In the controversial documentary “The Quiet One,” which premiered at the Tribeca Film Festival Thursday night, Wyman, now 82, says he was “stupid to ever think it could possibly work.”

The film, which makes use of the meticulously kept photos, film footage and memorabilia from the rocker’s personal archives, was pulled from England’s Sheffield Doc/Fest next month because of his scandalous relationship with Smith. The pair met when she was 13 and he was 47 in the mid-80s. And though Smith was of legal age when they married, following their divorce a few years later, she claimed they first had sex when she was just 14.

In “The Quiet One,” Wyman defends the relationship, saying, “It was from the heart. It wasn’t lust, which people were seeing it as.”

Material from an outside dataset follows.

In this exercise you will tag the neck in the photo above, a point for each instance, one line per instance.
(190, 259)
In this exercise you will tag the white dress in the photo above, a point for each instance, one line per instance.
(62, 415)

But he also admits, “I was really stupid to ever think it could possibly work. She was too young. I felt she had to go out and see life for a bit.”

In 2013, following other prominent sex scandals in England, Wyman said that he offered to be interviewed by authorities about his relationship with Smith. “I went to the police and I went to the public prosecutor and said, ‘Do you want to talk to me? Do you want to meet up with me, or anything like that?’ And I got a message back, ‘No.’”

The Wrap also addressed the relationship in a review.

Nothing about “The Quiet One” is particularly exciting or gives you any sense of fulfillment — definitely nothing at the level for which the Rolling Stones are known.

Not even when Wyman briefly discusses his short-lived marriage to “teenage bride” (as the tabloids called her) Mandy Smith, which he says he “knew wouldn’t work” or reflects on the tragic deaths of several audience members at the band’s infamous 1969 Altamont Free Concert. Of the latter, he said, “I don’t like to talk about that much.” These are both wildly provocative moments in his story that are reduced to footnotes.